The litany of lame excuses are boorish and elitist, students are mainly commuters, they attended LAUSD schools, they do not read enough, they work long hours, they are under-achievers and/or they do not go to the library. These excuses are only offered to make the abject failure of faculty to assume direct responsibility for the graduation rate crisis, and their personal failure to invest directly in student learning and success.
President Koester has consistently reminded recalcitrant faculty that the socio-economic demographic profile of CSUN students is similar to virtually all other campuses in Southern California.
Faculty control the classroom, have research and writing knowledge that, at least in theory, should be transferred to their students, and are role models who could be pro-active toward addressing student learning skills.
The legacy on this campus is the opposite. Significant sectors of the faculty are mainly concerned with department and college intrigue, salary and promotion, protecting narrow interests, and limiting involvement with students.
This history is correlated to the regressive classism, elitism and racism inherent in a “culture of the acceptance of failure.”
President Koester and Provost Hellenbrand are, in reality, in a struggle to change the culture of the faculty on this campus. To her credit, the president, since her second year, has made the graduation rate crisis one of the top priorities at CSUN. She’s been here five years and the rates have only budged from 2.45 percent to slightly over 3.5 percent, until the last 18 months. This is not an exemplary level of improvement.
There’s a reason for the number of new initiatives they are attempting to implement, with only limited success: the historical disconnect between senior faculty and student achievement.
The Learning Centered University, Service Learning, Student-Oriented Teaching are all part of a diplomatic “soft sell,” which is directed at a resistant and recalcitrant faculty in denial of its direct role in this disastrous graduate rate crisis.
I fully endorse and support these and other initiatives. My personal philosophy is that students are my most important client at CSUN. Publishing, service to the university, and other aspects of my professional responsibilities are secondary to adhering to a “student first” orientation to the classroom, mentoring and being a responsive faculty member. Unfortunately, I have arrived at the understanding that few of my senior peers share this vision.
No one should universalize or blame all faculty. However, the historical reality is that the exceptions are not the rule in relation to resistance in accepting responsibility. The shameful reality of faculty observations I have directly experienced on this campus offers a different perception.
I have witnessed examples of racist or demeaning comments, which I have personally encountered, including being called an “affirmative action hire.”

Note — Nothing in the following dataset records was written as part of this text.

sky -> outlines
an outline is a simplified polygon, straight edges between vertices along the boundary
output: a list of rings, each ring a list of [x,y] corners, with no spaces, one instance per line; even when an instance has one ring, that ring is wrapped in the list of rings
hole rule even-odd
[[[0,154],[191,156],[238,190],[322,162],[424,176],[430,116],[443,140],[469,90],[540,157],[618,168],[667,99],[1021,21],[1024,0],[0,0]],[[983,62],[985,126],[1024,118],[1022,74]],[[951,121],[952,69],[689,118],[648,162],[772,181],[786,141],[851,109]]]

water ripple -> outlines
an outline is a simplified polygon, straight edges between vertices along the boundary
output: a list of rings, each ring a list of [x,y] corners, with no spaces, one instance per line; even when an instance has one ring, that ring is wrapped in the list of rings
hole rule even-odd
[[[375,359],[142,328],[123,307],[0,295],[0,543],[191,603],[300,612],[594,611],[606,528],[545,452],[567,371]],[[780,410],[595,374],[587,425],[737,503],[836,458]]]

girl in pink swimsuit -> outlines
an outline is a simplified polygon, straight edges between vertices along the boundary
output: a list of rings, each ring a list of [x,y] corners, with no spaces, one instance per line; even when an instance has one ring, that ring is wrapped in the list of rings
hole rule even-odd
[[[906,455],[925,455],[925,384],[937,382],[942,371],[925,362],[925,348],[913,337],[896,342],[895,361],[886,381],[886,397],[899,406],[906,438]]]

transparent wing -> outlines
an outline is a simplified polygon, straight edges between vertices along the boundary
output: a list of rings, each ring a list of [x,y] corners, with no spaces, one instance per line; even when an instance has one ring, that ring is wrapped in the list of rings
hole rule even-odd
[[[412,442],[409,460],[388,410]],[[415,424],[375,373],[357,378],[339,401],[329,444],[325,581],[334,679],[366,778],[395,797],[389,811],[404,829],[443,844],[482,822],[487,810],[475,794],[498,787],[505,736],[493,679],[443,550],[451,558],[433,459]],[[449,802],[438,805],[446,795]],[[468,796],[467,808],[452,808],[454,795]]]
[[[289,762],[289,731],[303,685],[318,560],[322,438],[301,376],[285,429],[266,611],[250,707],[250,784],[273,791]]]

Numerous minority faculty have fled CSUN in the seven years I’ve been in my tenured position. One department is notable for having five faculty members leave in a seven-year period. They were all minorities and women. Yet senior administration continues to claim each was an individual instance, in total denial of the structural racism inherent in this situation.
Some sectors in the faculty do care about students. Mainly, lower rank faculty “just go for it” by assisting students, while trying valiantly to ignore attempts of repressive acculturation by senior peers. I’m fortunate that both of my departments, Chincana/o Studies and Urban Studies, are pro-active in relation to student services. The other ethnic studies departments, the Women’s Studies and Library Departments are other notable exceptions, all of which are highly effective in assisting students.
Unfortunately, this small infrastructure, along with mainly isolated lower-ranking faculty, is wholly insufficient in relation to the monumental task of transforming a regressive and reactionary culture that is ingrained in CSUN’s senior faculty ranks.
In essence, what the president and the provost are attempting to achieve is a dramatic change in that very culture. They are desperately trying to influence lower ranking faculty to reject a culture of elitism and distance toward students. This is their only avenue to address the shame of this campus’ legacy. If they do not succeed, and the normative acculturation by older faculty overwhelms these efforts, there is a minimal chance that dramatic improvement in graduation rates and a student-first philosophy will prevail in the future.
The strategy to address graduation rates is a battle against the old guard among faculty at CSUN. The president and provost are confronting a history of acculturation that has consistently devalued students. If their strategy does not succeed, the students lose, yet again, at CSUN.
David Diaz is an assistant professor in the Urban Studies and Planning Department.